Mit dem Fahrstuhl ganz nach oben in einen kleinen Raum im Betahaus. Während der Raum sich langsam füllte, werden schon fleißig Fotos geschossen, Unterhaltungen geführt und neugierige Blicke ausgetauscht. Das Programm soll eine vielseitige Aufklärung über Adblocker bieten.

Die Gästeliste des Abends liest sich wie ein Kompass der Debatte: Prof. Dr. Stefan Engels, Fachanwalt für Urheber und Medienrecht an der Uni Hamburg, vertritt die Verlage im Streit, Jan Möllendorf von defacto x ist als Marketing-Erklärer dabei, Caroline Louwetter von Eyeo und Michael Siegler von tissomi sind die VertreterInnen des Neuen und Umstrittenen.

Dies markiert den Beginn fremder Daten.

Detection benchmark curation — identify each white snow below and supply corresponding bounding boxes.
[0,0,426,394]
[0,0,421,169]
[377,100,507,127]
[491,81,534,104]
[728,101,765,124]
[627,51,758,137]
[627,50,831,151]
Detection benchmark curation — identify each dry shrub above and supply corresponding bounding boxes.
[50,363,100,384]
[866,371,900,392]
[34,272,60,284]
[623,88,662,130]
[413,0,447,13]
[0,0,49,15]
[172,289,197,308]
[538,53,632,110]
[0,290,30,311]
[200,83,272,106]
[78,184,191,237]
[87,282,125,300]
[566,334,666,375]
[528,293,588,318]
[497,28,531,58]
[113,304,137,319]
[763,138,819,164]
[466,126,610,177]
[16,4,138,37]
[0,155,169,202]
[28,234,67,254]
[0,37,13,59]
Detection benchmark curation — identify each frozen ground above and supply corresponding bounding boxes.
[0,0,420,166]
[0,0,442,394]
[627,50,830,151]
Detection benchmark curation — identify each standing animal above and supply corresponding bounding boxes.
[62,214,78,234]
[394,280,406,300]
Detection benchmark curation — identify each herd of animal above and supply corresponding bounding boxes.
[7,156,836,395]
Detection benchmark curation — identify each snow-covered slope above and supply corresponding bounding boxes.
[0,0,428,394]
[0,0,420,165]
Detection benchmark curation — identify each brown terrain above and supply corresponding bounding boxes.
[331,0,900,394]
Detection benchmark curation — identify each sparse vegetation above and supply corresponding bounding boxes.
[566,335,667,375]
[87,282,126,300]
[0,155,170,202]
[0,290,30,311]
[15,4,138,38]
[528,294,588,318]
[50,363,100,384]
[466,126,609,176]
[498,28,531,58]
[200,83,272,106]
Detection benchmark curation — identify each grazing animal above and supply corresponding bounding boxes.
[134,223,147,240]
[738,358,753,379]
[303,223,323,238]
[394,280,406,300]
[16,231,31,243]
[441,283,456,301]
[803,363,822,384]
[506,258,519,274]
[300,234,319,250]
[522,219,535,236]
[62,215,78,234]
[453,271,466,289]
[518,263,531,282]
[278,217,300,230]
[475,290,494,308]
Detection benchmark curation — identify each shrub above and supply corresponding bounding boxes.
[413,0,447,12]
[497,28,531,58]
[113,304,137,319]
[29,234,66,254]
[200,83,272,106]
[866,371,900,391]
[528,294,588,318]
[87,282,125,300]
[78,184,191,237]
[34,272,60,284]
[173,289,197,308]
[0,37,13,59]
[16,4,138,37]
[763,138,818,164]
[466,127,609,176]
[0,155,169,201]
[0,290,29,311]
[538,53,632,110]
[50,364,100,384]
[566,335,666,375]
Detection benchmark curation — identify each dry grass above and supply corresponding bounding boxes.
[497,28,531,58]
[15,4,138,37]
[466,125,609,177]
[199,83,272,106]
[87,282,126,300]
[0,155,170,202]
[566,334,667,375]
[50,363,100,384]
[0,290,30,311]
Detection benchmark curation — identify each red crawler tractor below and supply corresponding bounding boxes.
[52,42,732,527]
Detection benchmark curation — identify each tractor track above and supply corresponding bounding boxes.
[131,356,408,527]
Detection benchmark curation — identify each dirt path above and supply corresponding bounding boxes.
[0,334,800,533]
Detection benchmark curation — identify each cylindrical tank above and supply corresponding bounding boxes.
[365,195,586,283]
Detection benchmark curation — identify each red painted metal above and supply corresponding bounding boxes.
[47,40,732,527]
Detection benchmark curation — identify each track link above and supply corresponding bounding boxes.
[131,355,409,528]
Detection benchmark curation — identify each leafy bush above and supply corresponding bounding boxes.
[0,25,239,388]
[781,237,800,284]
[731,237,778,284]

In der einen Ecke: Die Adblocker-Gegner

Selten ist eine Debatte, außer es geht ums Urheberrecht, so voll von Emotionen. Engels spricht in seinem Eröffnungsvortrag sogar von Krieg, zeichnet ein prekäres Bild der unter Adblocker leidenden Verlage und stellt den Mangel an Geschäftsmodellen als beinahe zu schützende Tradition dar.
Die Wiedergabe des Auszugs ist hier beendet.